The last couple of days have been delightful, with lots of puttering, eating leftovers, and having time for all the things. (You guys I even scrubbed the kitchen floor for the new year.) I’m sorry to say goodbye to that aspect tomorrow when my job starts up again. My new year’s resolution, if it can be called one, is to get my chores done on Saturday and reserve Sundays for this kind of empty time and unplanned projects.

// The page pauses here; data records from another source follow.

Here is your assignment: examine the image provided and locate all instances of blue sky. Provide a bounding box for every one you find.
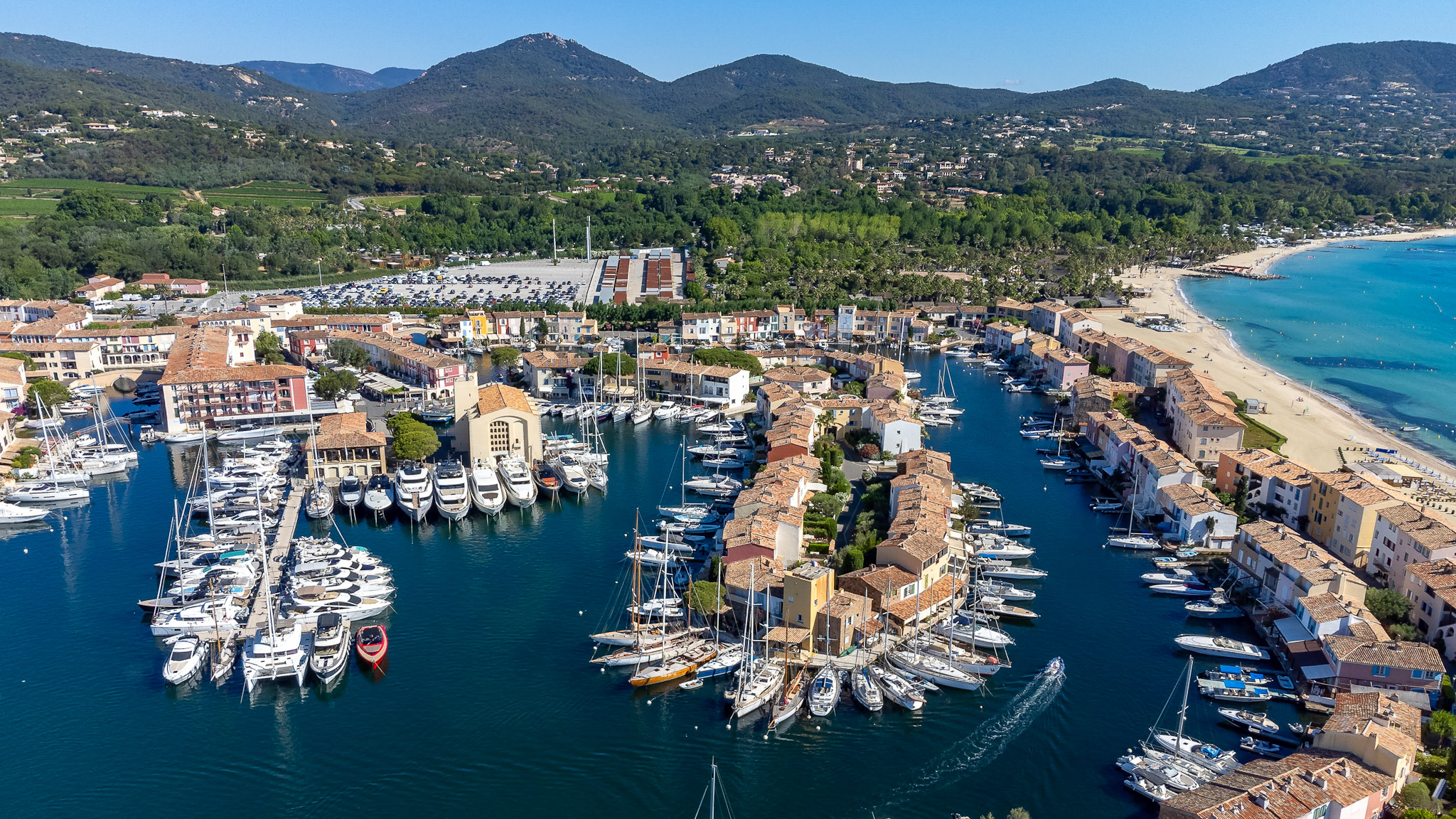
[9,0,1456,90]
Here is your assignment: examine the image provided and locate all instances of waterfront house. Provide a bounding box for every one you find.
[1214,449,1313,529]
[157,326,309,432]
[521,350,585,398]
[247,293,303,321]
[0,357,26,411]
[763,366,833,395]
[783,562,835,635]
[865,373,907,401]
[860,401,924,455]
[0,341,107,383]
[1124,344,1192,389]
[1367,503,1456,594]
[1163,369,1248,466]
[724,557,783,628]
[1313,691,1421,783]
[196,311,272,338]
[451,383,543,464]
[839,564,920,611]
[1229,520,1367,606]
[1319,634,1446,702]
[814,590,882,655]
[55,322,185,370]
[984,322,1031,353]
[75,275,127,299]
[1071,375,1143,428]
[303,412,385,486]
[1042,350,1092,389]
[1307,472,1401,568]
[1403,558,1456,660]
[1157,484,1239,550]
[1157,749,1405,819]
[638,360,749,408]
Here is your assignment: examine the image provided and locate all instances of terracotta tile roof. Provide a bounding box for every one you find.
[885,574,955,625]
[1162,748,1395,819]
[1324,691,1421,751]
[724,557,783,592]
[763,366,835,385]
[304,412,385,451]
[475,383,536,415]
[1325,634,1446,673]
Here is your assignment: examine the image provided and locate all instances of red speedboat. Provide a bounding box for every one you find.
[354,625,389,666]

Of the books I read in 2023, the one I’ll shout out is middle-grade fiction, Maggie Lou, Firefox by Métis author Arnolda Dufour Bowes. I think I learned about it from Betsy Bird’s review, which covers a lot of what I love about it. The #1 thing for me is the representation of current indigenous families hunting, because I was one of the white city kids who did not understand that cultural context at all. But other particulars that appeal to me specifically are

  • in parts one and two (of three), lots of cleaning! I continue to be a sucker for reading about cleaning.
  • the adults in the family have their own individual lives and perspectives and stuff going on and don’t feel like generic Grown-Ups, even when we’re seeing only their interactions with Maggie Lou. Right up there with the Quimbys, Krupniks, and Bagthorpes in this respect. Probably because I’m an adult reader of middle-grade, this is a big plus for me.

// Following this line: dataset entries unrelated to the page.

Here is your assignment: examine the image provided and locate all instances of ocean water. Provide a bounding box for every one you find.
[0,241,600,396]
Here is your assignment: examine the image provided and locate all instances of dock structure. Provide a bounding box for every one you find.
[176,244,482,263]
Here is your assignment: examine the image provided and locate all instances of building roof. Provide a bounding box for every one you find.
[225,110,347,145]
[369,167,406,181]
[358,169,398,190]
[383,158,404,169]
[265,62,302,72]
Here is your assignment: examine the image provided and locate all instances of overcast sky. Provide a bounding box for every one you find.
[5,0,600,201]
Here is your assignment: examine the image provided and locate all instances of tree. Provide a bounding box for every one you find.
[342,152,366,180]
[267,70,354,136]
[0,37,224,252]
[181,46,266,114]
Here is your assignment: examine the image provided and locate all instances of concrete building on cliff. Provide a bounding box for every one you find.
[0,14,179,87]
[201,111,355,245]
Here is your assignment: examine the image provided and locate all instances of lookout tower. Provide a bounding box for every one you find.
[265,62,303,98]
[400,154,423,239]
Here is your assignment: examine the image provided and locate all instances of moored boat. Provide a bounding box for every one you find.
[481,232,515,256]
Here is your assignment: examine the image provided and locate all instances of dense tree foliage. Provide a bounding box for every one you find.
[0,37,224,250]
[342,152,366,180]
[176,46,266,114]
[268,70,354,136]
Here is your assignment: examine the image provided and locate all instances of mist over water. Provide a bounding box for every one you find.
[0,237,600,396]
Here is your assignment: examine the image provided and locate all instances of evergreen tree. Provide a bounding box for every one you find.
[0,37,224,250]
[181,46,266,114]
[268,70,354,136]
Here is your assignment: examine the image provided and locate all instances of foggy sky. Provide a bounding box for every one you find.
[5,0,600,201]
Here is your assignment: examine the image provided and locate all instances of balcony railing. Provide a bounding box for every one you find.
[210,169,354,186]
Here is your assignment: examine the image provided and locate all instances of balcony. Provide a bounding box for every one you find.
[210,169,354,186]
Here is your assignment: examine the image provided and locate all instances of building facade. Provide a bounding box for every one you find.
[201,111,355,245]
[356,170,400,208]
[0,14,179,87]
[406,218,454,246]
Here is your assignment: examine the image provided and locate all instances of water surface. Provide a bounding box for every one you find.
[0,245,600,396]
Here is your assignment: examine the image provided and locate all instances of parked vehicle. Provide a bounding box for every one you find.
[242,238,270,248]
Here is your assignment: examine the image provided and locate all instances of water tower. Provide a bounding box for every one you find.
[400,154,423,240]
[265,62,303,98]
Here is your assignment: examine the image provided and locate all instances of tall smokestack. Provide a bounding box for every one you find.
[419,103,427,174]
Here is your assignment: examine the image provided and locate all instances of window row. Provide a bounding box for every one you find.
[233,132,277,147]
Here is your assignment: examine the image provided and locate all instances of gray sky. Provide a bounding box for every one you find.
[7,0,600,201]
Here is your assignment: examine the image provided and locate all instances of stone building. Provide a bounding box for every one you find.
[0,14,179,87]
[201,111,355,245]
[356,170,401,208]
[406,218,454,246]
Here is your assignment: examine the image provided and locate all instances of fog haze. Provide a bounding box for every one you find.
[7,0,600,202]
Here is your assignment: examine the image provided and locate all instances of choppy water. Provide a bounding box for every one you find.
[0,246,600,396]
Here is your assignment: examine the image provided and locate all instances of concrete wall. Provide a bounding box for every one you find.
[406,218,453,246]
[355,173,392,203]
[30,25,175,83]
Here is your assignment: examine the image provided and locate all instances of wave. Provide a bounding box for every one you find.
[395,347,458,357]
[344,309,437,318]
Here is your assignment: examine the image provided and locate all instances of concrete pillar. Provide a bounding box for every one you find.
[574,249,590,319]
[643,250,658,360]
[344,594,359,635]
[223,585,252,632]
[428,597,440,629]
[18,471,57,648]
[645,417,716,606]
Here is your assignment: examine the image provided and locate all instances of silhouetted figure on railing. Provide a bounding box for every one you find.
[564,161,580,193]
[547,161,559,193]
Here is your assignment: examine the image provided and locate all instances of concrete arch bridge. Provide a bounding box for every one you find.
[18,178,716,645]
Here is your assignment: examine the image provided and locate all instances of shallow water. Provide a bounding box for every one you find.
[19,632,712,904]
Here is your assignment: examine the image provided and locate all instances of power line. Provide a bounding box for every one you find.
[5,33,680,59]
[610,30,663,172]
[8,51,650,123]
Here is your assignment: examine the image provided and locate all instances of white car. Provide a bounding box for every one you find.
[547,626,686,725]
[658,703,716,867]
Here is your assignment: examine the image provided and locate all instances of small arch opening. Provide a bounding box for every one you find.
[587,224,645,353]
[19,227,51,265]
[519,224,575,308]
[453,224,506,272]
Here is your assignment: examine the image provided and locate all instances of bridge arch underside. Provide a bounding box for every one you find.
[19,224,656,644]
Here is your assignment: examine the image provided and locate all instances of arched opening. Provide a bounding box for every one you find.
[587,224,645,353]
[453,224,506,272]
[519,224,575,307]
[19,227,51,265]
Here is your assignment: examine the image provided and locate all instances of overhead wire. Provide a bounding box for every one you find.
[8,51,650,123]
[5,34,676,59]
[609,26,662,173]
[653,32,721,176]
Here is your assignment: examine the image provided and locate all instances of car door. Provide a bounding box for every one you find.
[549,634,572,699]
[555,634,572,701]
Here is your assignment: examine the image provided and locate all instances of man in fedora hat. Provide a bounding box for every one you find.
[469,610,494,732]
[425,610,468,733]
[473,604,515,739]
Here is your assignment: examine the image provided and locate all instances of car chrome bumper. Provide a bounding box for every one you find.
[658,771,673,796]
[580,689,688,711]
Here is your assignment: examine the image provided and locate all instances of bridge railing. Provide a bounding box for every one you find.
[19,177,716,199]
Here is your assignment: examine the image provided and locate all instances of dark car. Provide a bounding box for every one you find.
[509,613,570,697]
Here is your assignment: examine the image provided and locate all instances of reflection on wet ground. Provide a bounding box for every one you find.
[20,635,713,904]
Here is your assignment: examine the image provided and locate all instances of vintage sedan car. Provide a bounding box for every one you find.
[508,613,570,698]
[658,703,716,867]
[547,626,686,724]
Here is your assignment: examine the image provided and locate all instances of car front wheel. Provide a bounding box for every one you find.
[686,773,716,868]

author headshot and cover art for Maggie Lou, Firefox - both author and main character have wavy black hair, light brown skin tones, and smiles.

Author photo next to cover art by Karlene Harvey (she/they) (Tsilhqot’in and Syilx). Love the resemblance– according to the author’s note, the story is based on the author’s childhood, with a little of her daughter’s mixed in.

2023 music

I listen to Spotify only when I’m working at my job (easy to pop earbuds in and out to avoid ads), so Spotify Wrapped doesn’t account for everything I listen to. But my top song this year was:

Recipe for Truth and Lasting Happiness, by the late S.E. Rogie of Sierra Leone. This was a surprise to me because it’s been awhile… but I guess during the busy season in June, I was listening to it every day to set a good mood.

Top artists were Emeli Sandé and Simi, still love them!